If you’re familiar with any kind of twelve-step program such as that of Alcoholics Anonymous and you’re a writer, you should find these steps, compiled by Patricia Proctor, inspiring:
The Twelve Steps of Writers Anonymous
1. We admitted we were powerless over writing; that our writing efforts had become unmanageable.
2. Came to believe that a Power greater than ourselves could restore our writing from insanity.
3. Made a decision to turn our will and our writing over to the care of God and our editor as being the only ones who could restore the mess we had made of it.
4. Made a searching and fearless moral inventory of our writing.
5. Admitted to God, to ourselves, and to another writer the exact nature of all the mistakes we had made in our writing.
6. Were entirely ready to have God and a helpful editor remove all these defects of grammar, punctuation, spelling, and other writing defects.
7. Humbly asked our editor to remove all our shortcomings.
8. Made a list of all readers we had harmed and became willing to rewrite until our material was readable.
9. Made direct amends to our readers whenever possible by making conscious efforts to improve our writing skills on a daily basis.

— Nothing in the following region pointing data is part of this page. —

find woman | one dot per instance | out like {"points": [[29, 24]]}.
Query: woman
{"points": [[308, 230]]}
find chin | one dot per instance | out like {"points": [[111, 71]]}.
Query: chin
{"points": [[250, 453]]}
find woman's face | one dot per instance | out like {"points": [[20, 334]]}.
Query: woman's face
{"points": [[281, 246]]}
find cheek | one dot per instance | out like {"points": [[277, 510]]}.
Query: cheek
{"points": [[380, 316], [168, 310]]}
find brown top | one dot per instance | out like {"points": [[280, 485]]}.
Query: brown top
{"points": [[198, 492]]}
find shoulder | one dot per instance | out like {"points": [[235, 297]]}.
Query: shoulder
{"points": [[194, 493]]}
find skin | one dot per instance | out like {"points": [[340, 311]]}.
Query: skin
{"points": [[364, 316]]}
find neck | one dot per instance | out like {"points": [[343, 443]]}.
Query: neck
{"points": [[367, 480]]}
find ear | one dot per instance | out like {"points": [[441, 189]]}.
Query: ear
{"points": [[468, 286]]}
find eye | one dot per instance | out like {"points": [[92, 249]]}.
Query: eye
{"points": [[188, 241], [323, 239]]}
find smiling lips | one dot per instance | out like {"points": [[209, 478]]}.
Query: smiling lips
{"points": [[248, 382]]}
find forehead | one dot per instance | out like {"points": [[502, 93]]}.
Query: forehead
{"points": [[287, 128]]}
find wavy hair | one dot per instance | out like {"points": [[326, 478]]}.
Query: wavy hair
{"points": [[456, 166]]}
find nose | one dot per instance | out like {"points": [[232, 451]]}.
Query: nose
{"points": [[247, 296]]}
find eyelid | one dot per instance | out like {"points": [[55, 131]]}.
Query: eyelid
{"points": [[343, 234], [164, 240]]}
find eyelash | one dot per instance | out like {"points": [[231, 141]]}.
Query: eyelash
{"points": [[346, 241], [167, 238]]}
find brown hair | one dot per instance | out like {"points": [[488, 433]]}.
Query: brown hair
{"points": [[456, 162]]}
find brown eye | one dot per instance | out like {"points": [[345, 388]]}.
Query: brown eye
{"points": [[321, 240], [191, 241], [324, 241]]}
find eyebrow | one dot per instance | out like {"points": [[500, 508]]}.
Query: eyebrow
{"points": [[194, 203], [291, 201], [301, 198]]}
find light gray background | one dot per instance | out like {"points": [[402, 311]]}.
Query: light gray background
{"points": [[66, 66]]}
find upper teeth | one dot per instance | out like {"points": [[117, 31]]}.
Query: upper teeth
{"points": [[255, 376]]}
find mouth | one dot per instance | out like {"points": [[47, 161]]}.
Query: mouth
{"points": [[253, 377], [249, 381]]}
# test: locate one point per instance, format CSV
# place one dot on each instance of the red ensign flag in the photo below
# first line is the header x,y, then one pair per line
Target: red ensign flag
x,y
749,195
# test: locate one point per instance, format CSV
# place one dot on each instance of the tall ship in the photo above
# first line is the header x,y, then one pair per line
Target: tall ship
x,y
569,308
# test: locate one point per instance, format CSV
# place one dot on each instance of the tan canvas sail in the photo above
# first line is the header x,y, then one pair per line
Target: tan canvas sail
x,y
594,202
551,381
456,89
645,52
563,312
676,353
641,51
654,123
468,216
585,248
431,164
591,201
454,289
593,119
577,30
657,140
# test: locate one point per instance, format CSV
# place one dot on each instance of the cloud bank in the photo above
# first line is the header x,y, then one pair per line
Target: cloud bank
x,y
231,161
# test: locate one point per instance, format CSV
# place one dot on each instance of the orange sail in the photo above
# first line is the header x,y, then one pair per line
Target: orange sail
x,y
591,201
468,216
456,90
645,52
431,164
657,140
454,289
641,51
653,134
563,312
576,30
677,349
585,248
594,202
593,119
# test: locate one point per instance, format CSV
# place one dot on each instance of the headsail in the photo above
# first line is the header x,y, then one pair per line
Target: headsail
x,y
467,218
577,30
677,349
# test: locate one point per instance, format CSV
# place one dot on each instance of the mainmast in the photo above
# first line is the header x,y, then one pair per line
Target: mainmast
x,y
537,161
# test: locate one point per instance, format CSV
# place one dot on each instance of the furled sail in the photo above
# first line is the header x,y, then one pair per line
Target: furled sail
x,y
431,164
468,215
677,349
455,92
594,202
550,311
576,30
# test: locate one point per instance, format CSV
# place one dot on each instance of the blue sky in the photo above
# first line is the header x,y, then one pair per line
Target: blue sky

10. Continued to take personal inventory of our writing and when it was bad, promptly admitted it.
11. Sought through prayer and meditation to improve our conscious contact with God and our editor as we understand them, praying only for the knowledge of their will for us and the power to carry that out.
12. Having had a spiritual awakening as the result of these steps, we tried to carry this message in all our writing efforts and to practice these principles in all our writing commitments.